The new Koh Pich Central Park will offer education as well as relaxation in the heart of Phnom Penh, where natural park lands are few and far between
Green spaces are few and far between in Phnom Penh. The city’s rapid development and the accompanying construction bonanza have left urban land too valuable not to be developed. While historically the cities of Europe and America resolved this issue by creating leisure parks owned and operated by the local government, such measures have been conspicuously absent in Cambodia.
One notable exception is the Koh Pich (Diamond Island) district. In contrast to Phnom Penh’s general disinterest in creating spaces where urban inhabitants can connect with nature, two parks – Coconut Park and Treelion Park – have already been developed on the island. And in the next few months, a new Central Park will begin to take shape around the Koh Pich City Hall.
The new space will supplement the original park in front of city hall, a shadeless space built 15 years ago to beautify the building’s surroundings. Built in the style of a French heritage garden, with neat symmetrical hedges demonstrating mastery over nature, that park remains largely devoid of visitors. The proposed park around the back of the hall is inspired by the 19th-century English tradition, an organic landscape bringing nature back into the city.

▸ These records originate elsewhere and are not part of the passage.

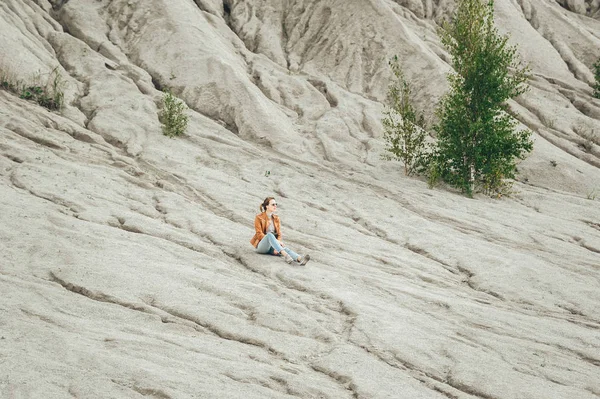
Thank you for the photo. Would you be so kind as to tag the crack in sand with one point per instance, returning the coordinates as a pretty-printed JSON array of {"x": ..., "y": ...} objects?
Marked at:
[
  {"x": 344, "y": 381},
  {"x": 166, "y": 315}
]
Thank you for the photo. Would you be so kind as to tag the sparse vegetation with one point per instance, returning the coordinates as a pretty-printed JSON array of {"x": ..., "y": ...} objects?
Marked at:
[
  {"x": 45, "y": 89},
  {"x": 478, "y": 143},
  {"x": 173, "y": 116},
  {"x": 404, "y": 129}
]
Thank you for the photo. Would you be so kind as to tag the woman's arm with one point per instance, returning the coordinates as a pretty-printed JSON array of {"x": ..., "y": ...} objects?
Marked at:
[{"x": 260, "y": 233}]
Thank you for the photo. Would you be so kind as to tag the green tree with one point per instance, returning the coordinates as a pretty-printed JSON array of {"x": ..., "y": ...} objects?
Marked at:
[
  {"x": 173, "y": 115},
  {"x": 404, "y": 131},
  {"x": 478, "y": 143},
  {"x": 596, "y": 67}
]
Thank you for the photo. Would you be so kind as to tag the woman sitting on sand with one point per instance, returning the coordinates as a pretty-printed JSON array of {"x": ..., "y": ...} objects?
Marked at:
[{"x": 267, "y": 239}]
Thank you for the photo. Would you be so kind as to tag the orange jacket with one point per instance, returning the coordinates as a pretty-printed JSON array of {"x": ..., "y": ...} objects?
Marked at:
[{"x": 261, "y": 222}]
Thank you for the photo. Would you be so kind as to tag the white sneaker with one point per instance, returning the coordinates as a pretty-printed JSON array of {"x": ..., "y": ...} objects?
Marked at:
[
  {"x": 287, "y": 257},
  {"x": 304, "y": 260}
]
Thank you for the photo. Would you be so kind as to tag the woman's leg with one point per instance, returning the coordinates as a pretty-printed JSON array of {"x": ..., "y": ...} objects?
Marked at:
[
  {"x": 291, "y": 253},
  {"x": 267, "y": 243}
]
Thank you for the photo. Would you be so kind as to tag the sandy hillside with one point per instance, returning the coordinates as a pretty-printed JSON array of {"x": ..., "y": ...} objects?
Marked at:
[{"x": 126, "y": 269}]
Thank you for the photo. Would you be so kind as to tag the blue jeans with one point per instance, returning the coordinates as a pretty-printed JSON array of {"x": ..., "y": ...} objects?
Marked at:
[{"x": 269, "y": 244}]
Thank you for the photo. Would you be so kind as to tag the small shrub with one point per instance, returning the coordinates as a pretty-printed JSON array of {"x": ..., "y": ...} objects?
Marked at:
[
  {"x": 404, "y": 131},
  {"x": 173, "y": 115},
  {"x": 48, "y": 93}
]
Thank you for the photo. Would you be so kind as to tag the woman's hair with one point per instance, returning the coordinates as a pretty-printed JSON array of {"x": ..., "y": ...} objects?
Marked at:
[{"x": 263, "y": 206}]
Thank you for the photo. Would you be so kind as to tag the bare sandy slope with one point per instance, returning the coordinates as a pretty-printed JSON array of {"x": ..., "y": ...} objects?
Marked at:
[{"x": 126, "y": 269}]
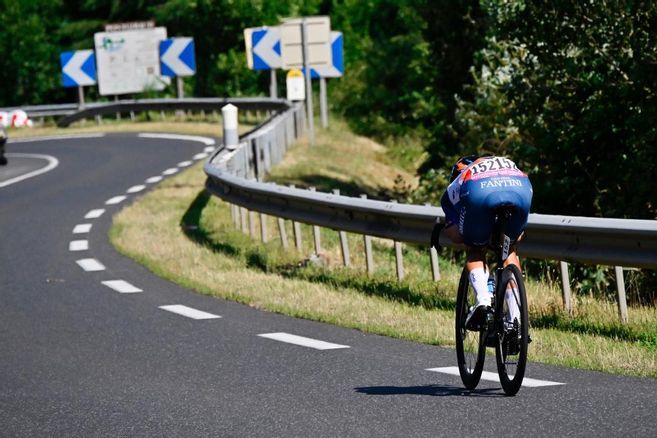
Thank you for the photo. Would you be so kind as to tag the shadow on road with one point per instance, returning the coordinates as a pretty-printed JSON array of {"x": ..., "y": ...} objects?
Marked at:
[{"x": 431, "y": 390}]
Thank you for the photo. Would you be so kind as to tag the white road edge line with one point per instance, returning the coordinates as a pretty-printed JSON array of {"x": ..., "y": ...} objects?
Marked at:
[
  {"x": 188, "y": 312},
  {"x": 78, "y": 245},
  {"x": 115, "y": 200},
  {"x": 54, "y": 137},
  {"x": 493, "y": 377},
  {"x": 154, "y": 179},
  {"x": 122, "y": 286},
  {"x": 302, "y": 341},
  {"x": 205, "y": 140},
  {"x": 136, "y": 189},
  {"x": 52, "y": 163},
  {"x": 93, "y": 214},
  {"x": 81, "y": 228},
  {"x": 90, "y": 265}
]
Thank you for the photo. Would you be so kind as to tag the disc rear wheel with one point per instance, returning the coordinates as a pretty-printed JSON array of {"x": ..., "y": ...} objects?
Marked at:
[{"x": 512, "y": 326}]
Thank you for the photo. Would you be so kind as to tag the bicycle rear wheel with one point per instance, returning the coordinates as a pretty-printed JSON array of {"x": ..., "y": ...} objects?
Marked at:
[
  {"x": 470, "y": 345},
  {"x": 512, "y": 333}
]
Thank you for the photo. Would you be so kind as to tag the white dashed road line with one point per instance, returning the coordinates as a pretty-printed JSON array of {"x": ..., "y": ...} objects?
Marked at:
[
  {"x": 205, "y": 140},
  {"x": 136, "y": 189},
  {"x": 90, "y": 265},
  {"x": 93, "y": 214},
  {"x": 82, "y": 228},
  {"x": 121, "y": 286},
  {"x": 78, "y": 245},
  {"x": 302, "y": 341},
  {"x": 493, "y": 377},
  {"x": 189, "y": 312},
  {"x": 115, "y": 200},
  {"x": 154, "y": 179}
]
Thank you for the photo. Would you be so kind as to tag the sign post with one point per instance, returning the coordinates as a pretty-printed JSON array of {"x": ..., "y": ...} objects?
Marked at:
[
  {"x": 177, "y": 60},
  {"x": 263, "y": 52},
  {"x": 336, "y": 70},
  {"x": 78, "y": 70},
  {"x": 305, "y": 43}
]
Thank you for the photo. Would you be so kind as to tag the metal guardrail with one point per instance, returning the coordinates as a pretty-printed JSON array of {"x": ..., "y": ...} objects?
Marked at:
[
  {"x": 196, "y": 104},
  {"x": 232, "y": 174}
]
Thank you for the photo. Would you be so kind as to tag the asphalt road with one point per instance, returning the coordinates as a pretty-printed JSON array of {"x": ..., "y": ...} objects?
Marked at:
[{"x": 79, "y": 357}]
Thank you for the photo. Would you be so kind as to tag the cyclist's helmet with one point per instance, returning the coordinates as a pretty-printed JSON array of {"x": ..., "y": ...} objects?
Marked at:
[{"x": 461, "y": 164}]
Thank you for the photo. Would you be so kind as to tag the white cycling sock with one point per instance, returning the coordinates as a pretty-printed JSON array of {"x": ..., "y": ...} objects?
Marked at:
[
  {"x": 512, "y": 297},
  {"x": 479, "y": 282}
]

“Phnom Penh is a city with almost no nature yet,” said Dominique Desmet, managing director of WISE design at LBL International Construction. “So if you don’t have a car (or other transport), or if you don’t have financial capacity to travel, you don’t have access to nature.”
The new park aims to teach and offer a place to relax. The idea, said Desmet, is to have “an educational journey in the middle of the park,” where interpretive labels teach about the plants and trees, and children can plant vegetables in organic gardens to study the life cycle of plants. The park is also envisioned as a leisure hub for the local community as well as international visitors.

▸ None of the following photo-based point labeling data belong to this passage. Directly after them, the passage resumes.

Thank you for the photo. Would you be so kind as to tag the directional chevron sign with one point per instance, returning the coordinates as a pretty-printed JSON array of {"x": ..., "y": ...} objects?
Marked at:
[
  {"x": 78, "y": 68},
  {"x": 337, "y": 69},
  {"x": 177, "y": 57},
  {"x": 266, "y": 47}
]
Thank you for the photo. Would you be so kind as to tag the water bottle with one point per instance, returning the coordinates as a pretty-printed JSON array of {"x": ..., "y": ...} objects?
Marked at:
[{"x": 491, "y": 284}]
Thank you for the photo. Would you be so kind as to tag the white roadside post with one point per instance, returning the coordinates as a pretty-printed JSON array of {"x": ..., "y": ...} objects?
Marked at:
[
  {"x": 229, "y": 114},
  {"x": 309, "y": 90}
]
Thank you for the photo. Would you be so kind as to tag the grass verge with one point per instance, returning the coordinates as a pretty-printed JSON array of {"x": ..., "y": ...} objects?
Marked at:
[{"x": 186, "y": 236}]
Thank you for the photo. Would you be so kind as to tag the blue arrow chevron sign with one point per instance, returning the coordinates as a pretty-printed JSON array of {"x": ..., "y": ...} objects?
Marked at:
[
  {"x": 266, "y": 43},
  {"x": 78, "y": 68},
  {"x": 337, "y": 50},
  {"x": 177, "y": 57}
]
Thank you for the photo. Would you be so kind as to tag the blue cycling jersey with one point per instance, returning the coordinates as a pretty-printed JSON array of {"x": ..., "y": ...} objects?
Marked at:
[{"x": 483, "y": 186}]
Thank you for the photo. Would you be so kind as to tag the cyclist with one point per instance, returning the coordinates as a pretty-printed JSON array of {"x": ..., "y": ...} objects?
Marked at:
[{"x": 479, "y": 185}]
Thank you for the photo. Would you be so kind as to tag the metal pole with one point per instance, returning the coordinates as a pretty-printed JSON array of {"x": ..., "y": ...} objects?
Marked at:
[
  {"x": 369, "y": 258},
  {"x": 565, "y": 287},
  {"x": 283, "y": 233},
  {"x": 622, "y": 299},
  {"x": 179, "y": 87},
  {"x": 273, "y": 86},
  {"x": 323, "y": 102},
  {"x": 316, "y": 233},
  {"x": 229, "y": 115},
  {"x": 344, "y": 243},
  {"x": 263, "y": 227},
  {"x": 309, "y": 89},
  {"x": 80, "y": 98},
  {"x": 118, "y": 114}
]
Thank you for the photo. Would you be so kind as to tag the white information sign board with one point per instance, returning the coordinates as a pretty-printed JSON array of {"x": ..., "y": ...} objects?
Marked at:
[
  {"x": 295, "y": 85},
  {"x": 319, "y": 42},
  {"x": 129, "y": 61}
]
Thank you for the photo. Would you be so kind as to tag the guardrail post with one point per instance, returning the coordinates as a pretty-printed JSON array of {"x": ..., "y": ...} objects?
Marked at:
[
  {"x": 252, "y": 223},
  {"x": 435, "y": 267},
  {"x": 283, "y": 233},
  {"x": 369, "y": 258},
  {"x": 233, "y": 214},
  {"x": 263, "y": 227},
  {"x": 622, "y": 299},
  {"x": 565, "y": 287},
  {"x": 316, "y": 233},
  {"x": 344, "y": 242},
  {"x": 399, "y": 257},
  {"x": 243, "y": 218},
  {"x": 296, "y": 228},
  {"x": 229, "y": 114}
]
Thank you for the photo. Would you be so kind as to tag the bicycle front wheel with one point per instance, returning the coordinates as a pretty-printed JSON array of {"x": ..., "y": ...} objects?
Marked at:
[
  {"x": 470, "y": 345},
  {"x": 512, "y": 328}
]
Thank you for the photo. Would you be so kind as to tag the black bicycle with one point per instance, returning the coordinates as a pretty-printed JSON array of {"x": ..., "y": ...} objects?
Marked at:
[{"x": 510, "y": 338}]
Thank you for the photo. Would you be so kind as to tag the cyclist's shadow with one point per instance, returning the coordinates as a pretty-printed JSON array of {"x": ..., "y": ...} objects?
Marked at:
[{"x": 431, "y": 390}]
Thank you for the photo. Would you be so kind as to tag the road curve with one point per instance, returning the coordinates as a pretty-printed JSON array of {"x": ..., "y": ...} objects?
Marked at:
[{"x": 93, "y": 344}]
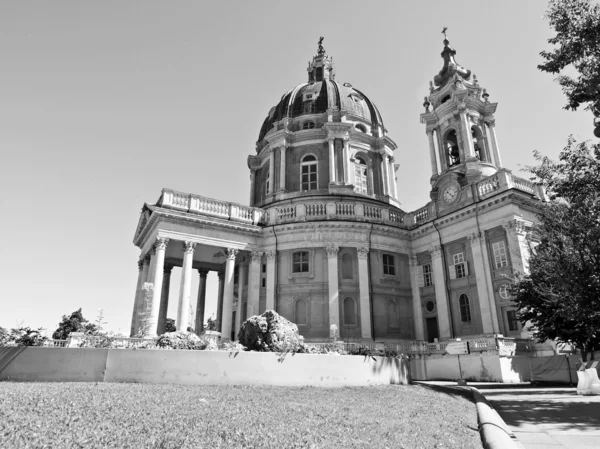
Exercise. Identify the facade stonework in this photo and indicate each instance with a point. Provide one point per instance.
(324, 241)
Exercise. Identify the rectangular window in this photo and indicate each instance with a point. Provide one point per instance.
(300, 262)
(460, 266)
(500, 259)
(388, 265)
(309, 177)
(427, 275)
(513, 322)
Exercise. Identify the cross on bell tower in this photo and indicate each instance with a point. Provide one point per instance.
(459, 120)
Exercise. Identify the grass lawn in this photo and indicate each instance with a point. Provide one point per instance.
(87, 415)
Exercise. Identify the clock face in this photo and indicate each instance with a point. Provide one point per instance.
(450, 194)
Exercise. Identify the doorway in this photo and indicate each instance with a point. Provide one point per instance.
(432, 330)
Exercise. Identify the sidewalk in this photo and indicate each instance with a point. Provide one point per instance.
(547, 417)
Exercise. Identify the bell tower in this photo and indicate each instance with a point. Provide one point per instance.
(459, 122)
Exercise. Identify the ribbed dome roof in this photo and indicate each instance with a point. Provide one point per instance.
(326, 94)
(322, 92)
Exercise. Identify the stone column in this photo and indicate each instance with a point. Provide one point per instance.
(393, 186)
(331, 161)
(201, 303)
(468, 148)
(254, 283)
(363, 288)
(441, 296)
(334, 293)
(416, 290)
(434, 166)
(282, 168)
(164, 299)
(239, 318)
(486, 307)
(221, 275)
(491, 125)
(346, 161)
(137, 299)
(518, 249)
(271, 171)
(384, 175)
(185, 289)
(270, 303)
(252, 187)
(157, 276)
(228, 295)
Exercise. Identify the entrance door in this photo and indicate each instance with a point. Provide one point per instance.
(432, 331)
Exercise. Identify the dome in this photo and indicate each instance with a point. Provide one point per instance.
(319, 94)
(316, 98)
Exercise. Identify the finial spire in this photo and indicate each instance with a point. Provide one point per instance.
(321, 49)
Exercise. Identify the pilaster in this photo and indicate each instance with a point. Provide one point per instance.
(363, 287)
(333, 291)
(441, 296)
(416, 291)
(270, 300)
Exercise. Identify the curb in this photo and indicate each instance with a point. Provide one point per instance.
(494, 432)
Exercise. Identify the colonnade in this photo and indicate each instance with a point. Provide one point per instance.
(151, 303)
(386, 166)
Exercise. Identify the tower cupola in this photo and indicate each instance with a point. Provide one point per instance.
(321, 68)
(459, 120)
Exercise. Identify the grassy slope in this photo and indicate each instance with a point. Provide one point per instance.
(172, 416)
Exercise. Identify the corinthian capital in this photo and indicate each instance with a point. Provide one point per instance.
(362, 252)
(230, 253)
(271, 255)
(475, 238)
(332, 251)
(435, 250)
(161, 243)
(188, 247)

“Our vision was to really enable this location, which is the centre of Koh Pich, to be alive,” said Thierry Tea, VP at OCIC group, the company that developed Koh Pich.
To that end, flexible structures within the park will provide space for a rotating assemblage of shops, restaurants, cafes and artisan workshops. As visitors enter the park from the street, they will transition from city to nature, passing dining and retail outlets, and through organic pergolas inspired by the work of Xavier Veilhan, before entering the forest.
The space will be developed in phases, allowing the space to respond to the desires of Koh Pich residents and evolve with the neighbourhood over time. Work on the first phase will begin this month. The approach is seen in the style of a start-up, said Tea, with the strategy being to “launch it first, have people experience it and enjoy it, and then receive feedback.”
This park, as with the other two on the island, is just one part of a larger vision for Koh Pich. “We are now basically looking at sustainability and at the very long term,” said Tea. “We are investing for our children’s children, and their children.”